A few years ago, while researching Zookeeper for a project I was working on, I realized that there was a whole field Computer Science, Distributed Systems, that I was totally unfamiliar with. That started a journey of discovery that’s been very rewarding. In response to a question on the Akka mailing list I put together a list of links to Distributed Systems resources. I’ve been meaning to translate that email to a blog post for a while.
Implementation-oriented books that I would recommend for developers are:
- I Heart Logs by Jay Kreps, the designer of Kafka (there is also a webcast). This is a collection of his recent epic blog posts (30 pages, highly recommended).
- Jeff Hodge’s Notes on Distributed Systems for Young Bloods blog post and his Practicalities of Distributed Systems videos
- Pattern-oriented Software Architecture vol 4 (and 2)
- Cloud Design Patterns
- Reactive Messaging Patterns with the Actor Model
- Enterprise Integration Patterns
- SOA Patterns
- CQRS Journey
These are all filled with practical advice for building real-world distributed systems.
One thing I found is that there is a big gap between academic and industry knowledge right now.

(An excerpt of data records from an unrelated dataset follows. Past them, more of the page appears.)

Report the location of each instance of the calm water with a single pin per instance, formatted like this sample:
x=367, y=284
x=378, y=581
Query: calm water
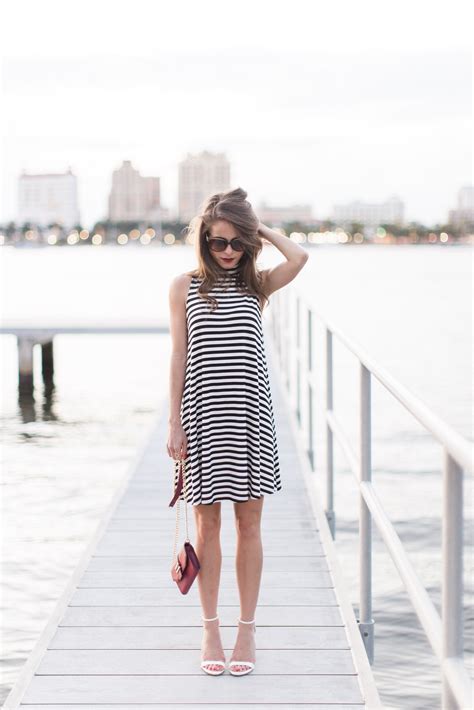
x=410, y=307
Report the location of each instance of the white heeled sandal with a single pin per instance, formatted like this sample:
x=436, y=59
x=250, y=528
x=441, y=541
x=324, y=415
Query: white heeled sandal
x=205, y=663
x=250, y=664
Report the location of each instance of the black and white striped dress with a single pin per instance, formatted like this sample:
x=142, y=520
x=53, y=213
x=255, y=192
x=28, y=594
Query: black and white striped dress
x=226, y=408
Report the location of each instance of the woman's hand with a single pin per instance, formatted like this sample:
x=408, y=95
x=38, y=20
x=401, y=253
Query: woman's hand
x=177, y=442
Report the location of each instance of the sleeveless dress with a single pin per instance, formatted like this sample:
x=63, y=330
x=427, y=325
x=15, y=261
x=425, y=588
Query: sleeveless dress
x=226, y=408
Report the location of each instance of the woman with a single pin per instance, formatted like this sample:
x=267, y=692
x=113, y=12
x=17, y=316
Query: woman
x=221, y=416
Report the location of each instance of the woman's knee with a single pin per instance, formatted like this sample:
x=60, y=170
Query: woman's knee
x=208, y=522
x=248, y=525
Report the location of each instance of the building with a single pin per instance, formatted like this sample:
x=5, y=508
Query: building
x=133, y=198
x=463, y=214
x=48, y=198
x=200, y=176
x=277, y=216
x=370, y=214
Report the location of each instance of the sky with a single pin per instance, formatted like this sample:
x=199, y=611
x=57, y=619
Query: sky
x=312, y=102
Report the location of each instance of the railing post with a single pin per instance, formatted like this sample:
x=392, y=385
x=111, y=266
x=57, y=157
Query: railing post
x=330, y=513
x=452, y=560
x=287, y=343
x=298, y=362
x=310, y=388
x=366, y=623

This is discussed in a post on Henry Robinson’s excellent Paper Trail blog where he provides a guide to digging deeper both on the academic side and by reading research papers written by industry leaders like Google, Yahoo, etc. Definitely read the links in the “First Steps” section. The gap is also the topic of a post on Marc Brooker’s blog. Besides papers he links to some other good people to follow like Aphyr and Peter Bailis. Two blogs that review Distributed Systems papers are the Morning Paper and MetaData. I also recommend following Brave New Geek, Ben Stopford and Kellabyte, and the High Scalability and Highly Scalable blogs.
Working to fill the gap are a few books (most are in progress):
- Reactive Design Patterns by Akka’s own Roland Kuhn and Typesafe’s Jamie Allen
- Designing Data Intensive Applications by Martin Kleppman from the Samza Project (also check out his recent video)

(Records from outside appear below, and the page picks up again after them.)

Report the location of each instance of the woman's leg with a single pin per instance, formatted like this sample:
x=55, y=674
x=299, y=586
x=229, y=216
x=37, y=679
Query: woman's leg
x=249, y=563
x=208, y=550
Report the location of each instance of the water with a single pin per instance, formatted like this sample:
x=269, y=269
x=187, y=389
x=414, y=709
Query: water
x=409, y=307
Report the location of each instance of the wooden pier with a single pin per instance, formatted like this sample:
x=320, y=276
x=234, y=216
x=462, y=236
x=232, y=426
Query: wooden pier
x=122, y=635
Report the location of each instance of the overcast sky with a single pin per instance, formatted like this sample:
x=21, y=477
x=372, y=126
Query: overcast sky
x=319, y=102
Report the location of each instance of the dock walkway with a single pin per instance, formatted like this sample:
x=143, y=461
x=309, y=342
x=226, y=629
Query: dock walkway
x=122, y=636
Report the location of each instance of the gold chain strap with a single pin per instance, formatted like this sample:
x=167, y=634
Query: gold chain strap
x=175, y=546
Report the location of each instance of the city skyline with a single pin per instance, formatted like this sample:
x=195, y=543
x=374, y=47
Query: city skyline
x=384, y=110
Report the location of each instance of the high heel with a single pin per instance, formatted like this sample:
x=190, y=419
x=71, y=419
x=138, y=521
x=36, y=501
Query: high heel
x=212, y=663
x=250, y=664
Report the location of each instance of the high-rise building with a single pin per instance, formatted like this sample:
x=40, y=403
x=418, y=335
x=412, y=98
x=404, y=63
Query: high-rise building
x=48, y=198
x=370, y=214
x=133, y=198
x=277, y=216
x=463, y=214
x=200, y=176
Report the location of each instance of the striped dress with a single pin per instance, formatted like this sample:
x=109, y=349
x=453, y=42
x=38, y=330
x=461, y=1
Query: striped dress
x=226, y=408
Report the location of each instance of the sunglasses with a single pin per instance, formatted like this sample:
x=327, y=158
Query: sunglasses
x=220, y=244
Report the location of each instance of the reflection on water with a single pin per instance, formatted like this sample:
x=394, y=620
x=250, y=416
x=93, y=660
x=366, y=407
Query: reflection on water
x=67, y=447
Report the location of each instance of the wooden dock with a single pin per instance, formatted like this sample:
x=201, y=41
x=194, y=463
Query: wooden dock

- Distributed Systems for Fun and Profit
Essential ACM Queue articles
- There’s Just No Getting around It: You’re Building a Distributed System
- The Network is Reliable
- Eventually Consistent by Werner Vogels of Amazon
- Eventual Consistency Today: Limitations, Extensions, and Beyond
- There is No Now – Problems with Simultaneity in Distributed Systems
Notable blog posts
- Distributed Algorithms in NoSQL Databases
- Strong Consistency Models
- Elements of Scale: Composing and Scaling Data Platforms
- Cloud Computing Concepts Part 1 and Part 2 – despite the generic sounding name these classes cover many distributed systems fundamentals
I recommend getting familiar with the CAP Theorem. You’re going to run into it all over the place.

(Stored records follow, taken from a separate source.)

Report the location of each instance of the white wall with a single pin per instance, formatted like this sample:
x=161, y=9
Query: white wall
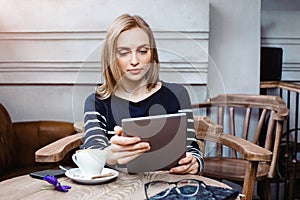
x=50, y=50
x=49, y=60
x=280, y=28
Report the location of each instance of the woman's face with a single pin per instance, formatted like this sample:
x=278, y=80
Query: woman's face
x=133, y=54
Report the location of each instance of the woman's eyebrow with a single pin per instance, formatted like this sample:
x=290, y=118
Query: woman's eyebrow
x=139, y=47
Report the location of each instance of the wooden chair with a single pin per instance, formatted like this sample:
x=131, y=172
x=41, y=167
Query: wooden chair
x=258, y=150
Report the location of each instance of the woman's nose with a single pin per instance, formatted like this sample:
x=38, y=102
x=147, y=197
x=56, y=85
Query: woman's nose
x=134, y=59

- Towards Robust Distributed Systems by Eric Brewer, the guy who came up with CAP.
- CAP Twelve Years Later by Eric Brewer
- Availability and Partition Tolerance
- Consistency Tradeoffs in Modern Database Design (aka the PACELC paper)
- Perspectives on the CAP Theorem
- This Long Run’s CAP Theorem series
Zookeeper is a Consensus (or Coordination) system. Consensus is a major topic in theoretical and practical distributed systems and is what got me started digging into distributed systems originally. To start getting familiar with Consensus I recommend:
- Distributed Consensus, a.k.a “What do we eat for lunch?”
- Consensus Systems for the Skeptical Architect
- The Zookeeper book from O’Reilly
- The Secret Lives of Data – an interactive tutorial on Raft
- Raft – A Consensus Algorithm for Distributed Logs
- Implementing Replicated Logs with Paxos
On the academic textbook side
- Distributed Systems, an Algorithmic Approach
- Introduction to Secure and Reliable Distributed Programming
- Guide to Reliable Distributed Systems by Ken Birman. Also check out his recent syllabus where there are slides covering the material in the book. Speaking of Birman, he created a well-known distributed group membership algorithm called Virtual Synchrony that is useful in a lot of use cases. An implementation of Virtual Synchrony is the open source JGroups.
This is just the tip of the iceberg. Besides consensus, other distributed systems topics that I’ve found interesting include distributed databases, group membership, gossip protocols (used in Akka, Cassandra and Consul), time and clocks, and peer-to-peer systems.